Saving ADVI results and reloading

simpleton · April 12, 2018, 6:55pm

Hi,

I am trying to use ADVI to train a model on the GPU. I then want to use the fit results and generate the trace on the CPU for memory reasons. I have followed How to save fitted ADVI Result? which doesn’t appear to work.

with model:
    approx=pm.ADVI()
    approx.fit()
saveparam = [(param.name, param.eval()) for param in approx.approx.params]

with model2:
    approx2=pm.ADVI()
for i, param in enumerate(saveparam):
    approx2.approx.params[i].set_value(param[1])

trace = approx.approx.sample()
trace2 = approx2.approx.sample()

model and model2 are different instances of the same model. I expect trace and trace2 to be similar and produce similar predictions for a testing set. But it appears trace2 hasn’t ‘learnt’ anything. Do I need to save some other result from the approx.fit()?

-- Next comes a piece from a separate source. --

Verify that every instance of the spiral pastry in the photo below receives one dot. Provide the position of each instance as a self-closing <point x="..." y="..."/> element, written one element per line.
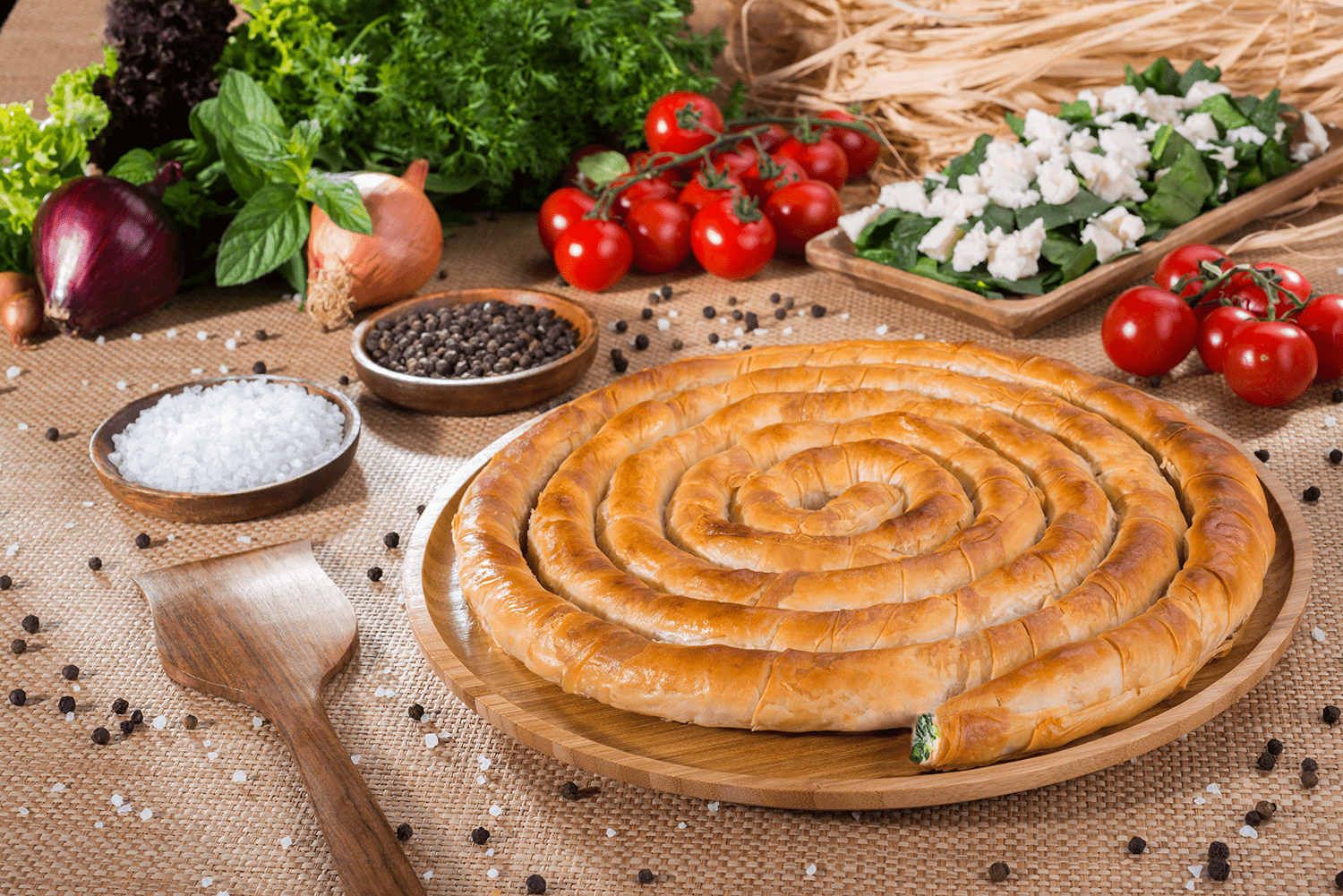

junpenglao · April 13, 2018, 5:19am

I checked on a simple model and it still work, are you sure model and model2 are identical?

simpleton · April 14, 2018, 1:42pm

Thanks for your reply. I have experimented with simple linear models and you are right that everything seems to work. I have attached a slightly more complicated example that is causing me some issues. Despite setting the random seed at the beginning, the final histogram of the trace of a single parameter is different each time I run the code. ADVI produces identical average ELBO each time I run, but the traces for the two models sometimes agree and sometimes catastrophically disagree. Any ideas what’s going on?

import numpy as np
np.random.seed(52)
import pymc3 as pm
import cPickle as pickle
import matplotlib.pyplot as plt
import theano
floatX = theano.config.floatX

ndata, ninputs, noutputs = 100, 4, 2
X = np.random.uniform(size=(ndata, ninputs))
Y = np.array([np.sum(X, axis=1), np.sum(X, axis=1)]).T
Yerr = 0.2
Y += np.random.normal(size=(ndata, noutputs)) * Yerr
Yerr = np.ones_like(Y) * Yerr

pkl_fl = 'test_simple.pkl'

neuronsPerHiddenlayer = 12


def construct_neural_network(inputs, targets, errtargets,
                           neuronsPerHiddenlayer, ninputs, noutputs, ndata):

  np.random.seed(42)
  init_1 = np.random.randn(ninputs, neuronsPerHiddenlayer).astype(floatX)
  init_2 = np.random.randn(neuronsPerHiddenlayer, neuronsPerHiddenlayer).astype(floatX)
  init_out = np.random.randn(neuronsPerHiddenlayer, noutputs).astype(floatX)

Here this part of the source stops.